聞いたことがあるような……ないような……。
この世界だと、そんなに珍しい家名ではないような気がする。
「エリーゼ、ヴェルに大してかかわりのない貴族の名前を覚えろって方が無理な相談よ」
「酷いなぁ、イーナは」
まあ、イーナの言うとおり覚える気はサラサラないけど。
俺の脳の容量は、もっと別のことに使うべきなんだ。
人に無理難題吹っかけてきそうな、駄目貴族の名前を我慢して覚えてもなぁ……。
ストレスが溜まるだけだろう。
「エリーゼ、シャーウッド子爵ってどんな人なの?」
「百年ほど前、病気で亡くなった方です」
エリーゼは、ルイーゼの問いに答えた。
「百年前に死んだってことは、その人アンデッドなの?」
「ルイーゼ、それはないんじゃないの? アンデッドならとっくに教会かエリーゼか浄化しているはずよ」
「でも、イーナちゃん。百年前に死んだ人がどんな用事?」
「慰霊祭とか? きっと、もの凄い偉人なのよ」
「いいえ、そんな偉い人ではありません。特に功績もないですね」
エリーゼは、イーナの推論を真っ向から否定した。
「それで、どんな人なんだ? エリーゼ」
エルも興味が出てきたのか、シャーウッド子爵がどんな人かエリーゼに尋ねた。
「シャーウッド子爵はですね……教会はあまり話したがらないのですが、知っている人は知っているので、機密というほどでもないのですが……」
エリーゼの話によると、シャーウッド子爵は王都に住む法衣貴族であった。
特に悪い貴族でもなく、有能だったり歴史に残る功績を挙げたわけでもない。
家督を継いだ彼は、役人勤めを無難にこなしていたが、ある日突然病で急死してしまったそうだ。
「どこにでもいそうな貴族のおっさんなわけだ」
「確か、享年は三十二歳。死因は心臓の病だと聞いています」
平成日本でもたまにあるけど、若い人の心臓がいきなり止まって突然死してしまった。
生前不健康な生活を送っていたり、持病があったわけでもなかったらしく、当時の人々は彼の死に驚いたというわけだ。
いわゆる『突然死』ってやつだな。
「そういう人ってたまにいるよね」
ご愁傷様としか言いようがない。
こういう不幸は阻止しようがないからな。
本人は至って健康だったみたいだから、普段の生活に気をつけていればよかった、というのも合っていないような気がする。

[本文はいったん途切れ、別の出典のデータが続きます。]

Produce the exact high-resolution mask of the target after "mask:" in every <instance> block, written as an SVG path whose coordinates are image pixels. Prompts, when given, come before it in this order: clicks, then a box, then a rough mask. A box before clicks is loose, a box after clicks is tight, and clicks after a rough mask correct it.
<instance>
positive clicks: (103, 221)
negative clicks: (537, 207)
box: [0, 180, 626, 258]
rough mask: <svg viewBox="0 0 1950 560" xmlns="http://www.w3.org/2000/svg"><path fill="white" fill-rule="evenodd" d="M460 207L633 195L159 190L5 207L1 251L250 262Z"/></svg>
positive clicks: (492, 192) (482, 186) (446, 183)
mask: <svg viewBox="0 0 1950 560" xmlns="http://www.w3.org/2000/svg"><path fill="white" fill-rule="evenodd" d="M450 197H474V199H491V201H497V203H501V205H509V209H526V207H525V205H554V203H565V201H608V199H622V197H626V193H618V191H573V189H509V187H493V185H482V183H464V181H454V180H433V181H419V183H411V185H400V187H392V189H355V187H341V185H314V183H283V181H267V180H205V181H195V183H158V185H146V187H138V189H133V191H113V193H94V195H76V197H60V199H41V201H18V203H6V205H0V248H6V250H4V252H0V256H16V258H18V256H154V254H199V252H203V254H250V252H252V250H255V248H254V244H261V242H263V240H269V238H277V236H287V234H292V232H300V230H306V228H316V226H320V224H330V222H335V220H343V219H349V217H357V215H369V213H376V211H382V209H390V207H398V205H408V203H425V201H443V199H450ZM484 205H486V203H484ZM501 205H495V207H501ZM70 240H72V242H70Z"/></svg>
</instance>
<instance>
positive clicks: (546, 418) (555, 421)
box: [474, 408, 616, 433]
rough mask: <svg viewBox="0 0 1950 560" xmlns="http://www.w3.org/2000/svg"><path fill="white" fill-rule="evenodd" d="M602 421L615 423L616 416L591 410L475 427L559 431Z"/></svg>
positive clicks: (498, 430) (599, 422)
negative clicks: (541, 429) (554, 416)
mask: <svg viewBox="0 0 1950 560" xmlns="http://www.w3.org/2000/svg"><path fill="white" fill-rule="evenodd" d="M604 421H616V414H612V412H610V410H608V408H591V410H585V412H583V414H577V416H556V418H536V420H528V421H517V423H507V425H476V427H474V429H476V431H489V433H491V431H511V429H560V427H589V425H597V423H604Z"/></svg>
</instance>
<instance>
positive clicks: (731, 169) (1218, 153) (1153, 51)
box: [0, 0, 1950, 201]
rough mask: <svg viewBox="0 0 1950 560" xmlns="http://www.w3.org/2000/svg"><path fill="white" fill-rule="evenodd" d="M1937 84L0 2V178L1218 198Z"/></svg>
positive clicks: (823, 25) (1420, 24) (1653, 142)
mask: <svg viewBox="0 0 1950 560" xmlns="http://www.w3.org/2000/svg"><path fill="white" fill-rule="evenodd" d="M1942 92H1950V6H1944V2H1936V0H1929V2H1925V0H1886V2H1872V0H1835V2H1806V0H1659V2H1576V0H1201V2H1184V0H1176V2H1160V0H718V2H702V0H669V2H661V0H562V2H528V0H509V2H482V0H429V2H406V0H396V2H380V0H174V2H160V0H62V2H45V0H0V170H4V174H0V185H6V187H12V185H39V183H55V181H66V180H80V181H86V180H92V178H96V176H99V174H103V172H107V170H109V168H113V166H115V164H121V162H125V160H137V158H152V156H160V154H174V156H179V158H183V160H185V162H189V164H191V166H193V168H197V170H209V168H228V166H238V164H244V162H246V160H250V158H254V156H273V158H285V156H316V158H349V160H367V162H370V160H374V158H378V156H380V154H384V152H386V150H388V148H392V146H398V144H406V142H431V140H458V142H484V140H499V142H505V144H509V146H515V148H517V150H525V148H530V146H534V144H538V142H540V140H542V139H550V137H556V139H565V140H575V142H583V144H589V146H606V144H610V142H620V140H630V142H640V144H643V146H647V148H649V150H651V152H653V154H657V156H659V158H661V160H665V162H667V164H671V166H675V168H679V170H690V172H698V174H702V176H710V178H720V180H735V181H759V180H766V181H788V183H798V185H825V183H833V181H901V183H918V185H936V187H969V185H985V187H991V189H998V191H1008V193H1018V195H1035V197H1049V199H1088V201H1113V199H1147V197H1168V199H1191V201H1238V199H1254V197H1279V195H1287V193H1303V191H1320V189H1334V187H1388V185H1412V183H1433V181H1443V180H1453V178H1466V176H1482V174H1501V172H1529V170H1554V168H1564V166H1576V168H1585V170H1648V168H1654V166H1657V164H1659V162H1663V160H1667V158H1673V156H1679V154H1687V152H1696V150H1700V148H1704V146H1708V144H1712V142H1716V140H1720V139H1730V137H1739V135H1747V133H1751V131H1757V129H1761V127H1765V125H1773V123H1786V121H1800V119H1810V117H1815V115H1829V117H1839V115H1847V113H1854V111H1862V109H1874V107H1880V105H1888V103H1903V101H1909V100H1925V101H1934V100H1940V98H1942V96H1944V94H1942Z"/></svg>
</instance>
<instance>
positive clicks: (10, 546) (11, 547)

過去に死んだ人に対し、どうこう言っても意味はないか。
もう死んでしまっているのだから。
「問題は、シャーウッド子爵が亡くなられたあとのことです。彼の魂がアンデッドと化してしまったのです」
「ふーーーん。若くしていきなり死んだから、この世に未練があったのかね?」
エルの考えでほぼ正解であろう。
それと、突然死だったから、本人に死んだという自覚がなかったのかもしれない。
自分は生きていると勘違いし、レイスとして活動を開始してしまったとか?
「家で普通に生活しようとしたり、職場に出勤しようとしたりしたそうです。当然迷惑なので、当時の『浄化』が使える神官が天国に送りました。ところが……」
ここから、シャーウッド子爵の特殊性が問題となる。
「普通、浄化した霊はこの世に戻ってきません。天国で次に生まれ変わるための修行を行うからです」
修行か。
エリーゼは言い切るな。
教会の教義だから、彼女にも疑いを挟む余地はないのか。
それに間違っているとも思えないし、地球だと輪廻転生の準備段階って感じか?
「例外は、師匠の時のような『英霊召喚』か、極稀にいる一部降霊術のみか」
「降霊術は、あくまでも術者の体を借りてあの世に死者が言葉を発するのみです。霊体が浄化後、現世に姿を見せることはあり得ないのです」
「でも、そのシャーウッド子爵は例外なのよね?」
「はい、何度浄化しても定期的にこの世に戻ってきてしまうのです」
イーナの質問に対し、エリーゼが答えた。
「教会としては、彼が定期的にこの世に戻ってくることを、できるだけ秘密にしておきたいというわけです。無理なのですが……」
教会の信用問題に関わるからな。
一度浄化を終えたはずのアンデッドが、あの世から戻ってくるなんて。
浄化に成功していないじゃないかって話になるわけだ。
教会の信用にも関わるので、なるべく口外したくないわけか。
「ほぼ三年に一度、この世に戻ってきてしまうので、教会が対処するのです。私も浄化を担当したことがありまして、お祖父様は私に協力してほしいと」
「そうなのか。あれ? でも……」
俺がエリーゼと出会ってから、消えないアンデッドの浄化なんてしたことあったかな?
「私が最後にシャーウッド子爵を浄化したのは、あなたと出会う三ヵ月ほど前でした。それ以降は私も忙しいかったので、他の方が浄化していたはずです」
浄化しても浄化しても、たまにこの世に舞い戻ってしまうのか。
とんでもない例外がいたものだが、いつの世にも例外は存在するものである。
「浄化は他の人でもできるのよね? どうして今になってまたエリーゼが浄化するの?」
「確かに変だな」
イーナの言うとおりだ。
他の人が浄化できるのなら、無理にエリーゼがやらなくてもいいはず。
現に十二歳以降、エリーゼはシャーウッド子爵の浄化をしていないのだから。
「それが、指名があったそうで」
「指名? 誰が? ホーエンハイム枢機卿が?」
「いえ、シャーウッド子爵がです」
アンデッドが、浄化してほしい人を指名?
ちょっと意味がわからない。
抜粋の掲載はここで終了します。